Objective To assess the effect of uvulopalatopharyngoplasty (UPPP) on positional dependency in patients with obstructive sleep apnea (OSA).
Design Retrospective analysis.
Setting Tertiary care university hospital.
Patients Ninety-six patients who underwent UPPP because of OSA from June 1, 2004, through July 31, 2008, were included. Both preoperative and postoperative attended full-night polysomnography were conducted in all patients. Positional dependency was diagnosed if the patient's apnea-hypopnea index score in the supine position was more than twice as high as that in the lateral position.
Main Outcome Measures Position-specific outcomes of UPPP, such as the success rates in the supine or lateral position, were assessed, as well as overall treatment outcomes.

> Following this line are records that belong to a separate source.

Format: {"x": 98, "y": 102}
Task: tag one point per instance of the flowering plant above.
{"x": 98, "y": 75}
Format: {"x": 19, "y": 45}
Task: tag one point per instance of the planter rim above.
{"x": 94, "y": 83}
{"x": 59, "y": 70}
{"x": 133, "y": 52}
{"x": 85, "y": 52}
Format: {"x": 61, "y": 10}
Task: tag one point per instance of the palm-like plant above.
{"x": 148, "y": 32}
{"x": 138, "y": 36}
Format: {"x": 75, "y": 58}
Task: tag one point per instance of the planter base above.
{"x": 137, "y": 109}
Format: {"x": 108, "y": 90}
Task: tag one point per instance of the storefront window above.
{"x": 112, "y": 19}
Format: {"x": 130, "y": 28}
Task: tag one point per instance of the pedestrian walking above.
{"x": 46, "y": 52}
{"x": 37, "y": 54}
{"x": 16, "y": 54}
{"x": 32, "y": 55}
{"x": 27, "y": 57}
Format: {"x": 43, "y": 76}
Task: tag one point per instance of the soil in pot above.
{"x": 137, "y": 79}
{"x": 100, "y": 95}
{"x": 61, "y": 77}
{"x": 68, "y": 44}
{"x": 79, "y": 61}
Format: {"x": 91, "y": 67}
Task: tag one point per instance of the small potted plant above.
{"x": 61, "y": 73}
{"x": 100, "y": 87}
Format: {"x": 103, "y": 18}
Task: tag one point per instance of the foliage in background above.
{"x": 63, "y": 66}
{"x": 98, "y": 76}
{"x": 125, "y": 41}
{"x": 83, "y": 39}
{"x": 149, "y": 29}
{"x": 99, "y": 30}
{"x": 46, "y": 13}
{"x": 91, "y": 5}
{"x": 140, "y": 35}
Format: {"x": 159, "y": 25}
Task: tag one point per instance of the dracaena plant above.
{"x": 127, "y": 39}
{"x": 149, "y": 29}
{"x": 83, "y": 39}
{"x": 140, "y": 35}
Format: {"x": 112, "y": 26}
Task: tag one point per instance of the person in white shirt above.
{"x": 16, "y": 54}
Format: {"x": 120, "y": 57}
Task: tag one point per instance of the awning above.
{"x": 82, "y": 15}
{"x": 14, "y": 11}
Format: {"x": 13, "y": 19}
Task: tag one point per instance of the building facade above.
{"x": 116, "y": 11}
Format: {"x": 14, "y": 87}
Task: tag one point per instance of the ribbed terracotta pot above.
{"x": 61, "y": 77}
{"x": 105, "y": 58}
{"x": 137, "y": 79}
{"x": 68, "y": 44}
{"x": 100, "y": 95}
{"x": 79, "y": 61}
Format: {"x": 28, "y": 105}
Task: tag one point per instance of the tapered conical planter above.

The outcomes were also analyzed according to the severity level of the apnea-hypopnea index in each position. The change of positional dependency after UPPP was evaluated.

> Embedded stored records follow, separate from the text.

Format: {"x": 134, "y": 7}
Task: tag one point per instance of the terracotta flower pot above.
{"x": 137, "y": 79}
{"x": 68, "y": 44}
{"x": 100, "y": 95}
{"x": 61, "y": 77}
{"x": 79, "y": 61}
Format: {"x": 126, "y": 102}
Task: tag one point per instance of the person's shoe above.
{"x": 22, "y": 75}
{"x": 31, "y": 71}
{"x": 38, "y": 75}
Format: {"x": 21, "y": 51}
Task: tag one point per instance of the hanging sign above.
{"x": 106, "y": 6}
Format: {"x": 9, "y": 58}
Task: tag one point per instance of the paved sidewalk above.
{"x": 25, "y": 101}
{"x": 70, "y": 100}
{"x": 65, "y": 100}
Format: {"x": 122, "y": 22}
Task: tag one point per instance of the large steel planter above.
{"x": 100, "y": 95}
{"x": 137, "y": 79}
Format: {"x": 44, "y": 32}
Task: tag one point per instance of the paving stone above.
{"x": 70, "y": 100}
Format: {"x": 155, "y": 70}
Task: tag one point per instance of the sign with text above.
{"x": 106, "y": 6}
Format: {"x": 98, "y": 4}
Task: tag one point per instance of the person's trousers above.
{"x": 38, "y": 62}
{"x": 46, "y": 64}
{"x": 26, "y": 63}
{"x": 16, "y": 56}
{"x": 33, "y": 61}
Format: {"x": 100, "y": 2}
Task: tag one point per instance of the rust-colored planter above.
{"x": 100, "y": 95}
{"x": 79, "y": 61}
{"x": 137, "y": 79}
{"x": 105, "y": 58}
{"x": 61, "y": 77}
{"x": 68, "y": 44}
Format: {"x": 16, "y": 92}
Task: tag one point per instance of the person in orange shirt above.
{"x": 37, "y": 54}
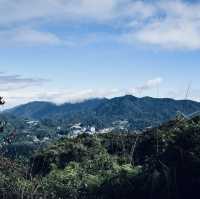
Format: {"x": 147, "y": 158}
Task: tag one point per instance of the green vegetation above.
{"x": 101, "y": 113}
{"x": 163, "y": 162}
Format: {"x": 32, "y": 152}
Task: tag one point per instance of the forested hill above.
{"x": 160, "y": 163}
{"x": 139, "y": 112}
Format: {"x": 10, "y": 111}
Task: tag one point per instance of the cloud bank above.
{"x": 168, "y": 24}
{"x": 18, "y": 90}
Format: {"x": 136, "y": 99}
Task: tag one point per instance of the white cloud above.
{"x": 173, "y": 25}
{"x": 15, "y": 82}
{"x": 18, "y": 90}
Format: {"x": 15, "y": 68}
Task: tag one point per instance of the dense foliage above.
{"x": 163, "y": 162}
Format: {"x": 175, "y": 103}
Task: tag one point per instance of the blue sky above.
{"x": 70, "y": 50}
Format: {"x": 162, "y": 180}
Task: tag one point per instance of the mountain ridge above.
{"x": 140, "y": 112}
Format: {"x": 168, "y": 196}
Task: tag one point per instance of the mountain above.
{"x": 139, "y": 112}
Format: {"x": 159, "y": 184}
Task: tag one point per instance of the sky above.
{"x": 72, "y": 50}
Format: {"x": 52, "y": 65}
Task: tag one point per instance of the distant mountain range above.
{"x": 139, "y": 112}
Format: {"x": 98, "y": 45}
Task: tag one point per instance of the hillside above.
{"x": 139, "y": 112}
{"x": 162, "y": 162}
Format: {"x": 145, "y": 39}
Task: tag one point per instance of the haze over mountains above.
{"x": 139, "y": 112}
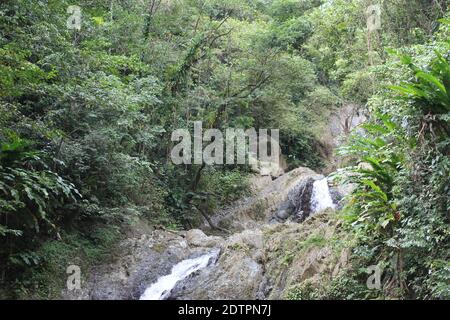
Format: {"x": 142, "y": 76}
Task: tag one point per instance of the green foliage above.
{"x": 399, "y": 204}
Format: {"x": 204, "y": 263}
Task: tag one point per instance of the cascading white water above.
{"x": 321, "y": 197}
{"x": 162, "y": 288}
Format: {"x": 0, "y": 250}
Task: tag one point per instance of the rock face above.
{"x": 258, "y": 260}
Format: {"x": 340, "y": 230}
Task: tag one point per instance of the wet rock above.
{"x": 198, "y": 238}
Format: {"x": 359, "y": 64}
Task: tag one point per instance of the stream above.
{"x": 161, "y": 289}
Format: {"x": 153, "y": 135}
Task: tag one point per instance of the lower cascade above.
{"x": 321, "y": 197}
{"x": 162, "y": 288}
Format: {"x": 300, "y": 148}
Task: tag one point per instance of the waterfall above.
{"x": 321, "y": 197}
{"x": 162, "y": 288}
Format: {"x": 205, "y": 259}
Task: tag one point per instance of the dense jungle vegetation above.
{"x": 86, "y": 117}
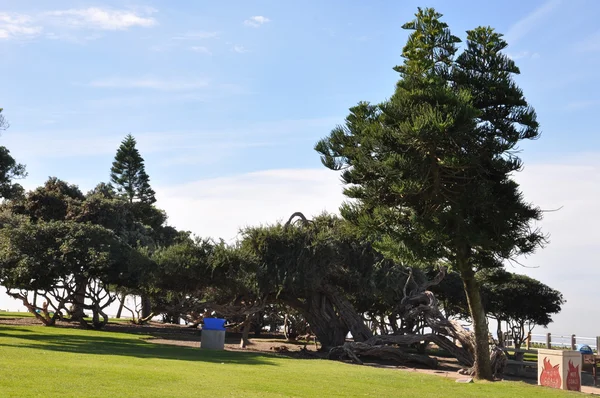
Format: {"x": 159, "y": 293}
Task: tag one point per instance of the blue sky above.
{"x": 227, "y": 100}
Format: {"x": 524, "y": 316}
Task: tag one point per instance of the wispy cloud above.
{"x": 239, "y": 49}
{"x": 99, "y": 18}
{"x": 18, "y": 26}
{"x": 529, "y": 22}
{"x": 585, "y": 104}
{"x": 523, "y": 55}
{"x": 201, "y": 50}
{"x": 59, "y": 24}
{"x": 151, "y": 83}
{"x": 196, "y": 36}
{"x": 256, "y": 21}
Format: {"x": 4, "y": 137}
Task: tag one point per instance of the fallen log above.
{"x": 355, "y": 351}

Results The apnea-hypopnea index score in the lateral position was markedly reduced after UPPP in position-independent patients (P = .02). However, the overall success rates were only 31.8% and 34.6% in patients with and without positional dependency, respectively. The success rate in the lateral position was 68.2% in position-independent patients and 32.7% in position-dependent patients (P = .01). In addition, 14 of 22 patients with position-independent OSA (64%) gained positional dependency after UPPP.
Conclusions Uvulopalatopharyngoplasty is successful treatment for obstructive events occurring in the lateral sleep position, especially in patients without positional dependency. This implies that patients who have become position dependent may benefit from positional therapy after UPPP.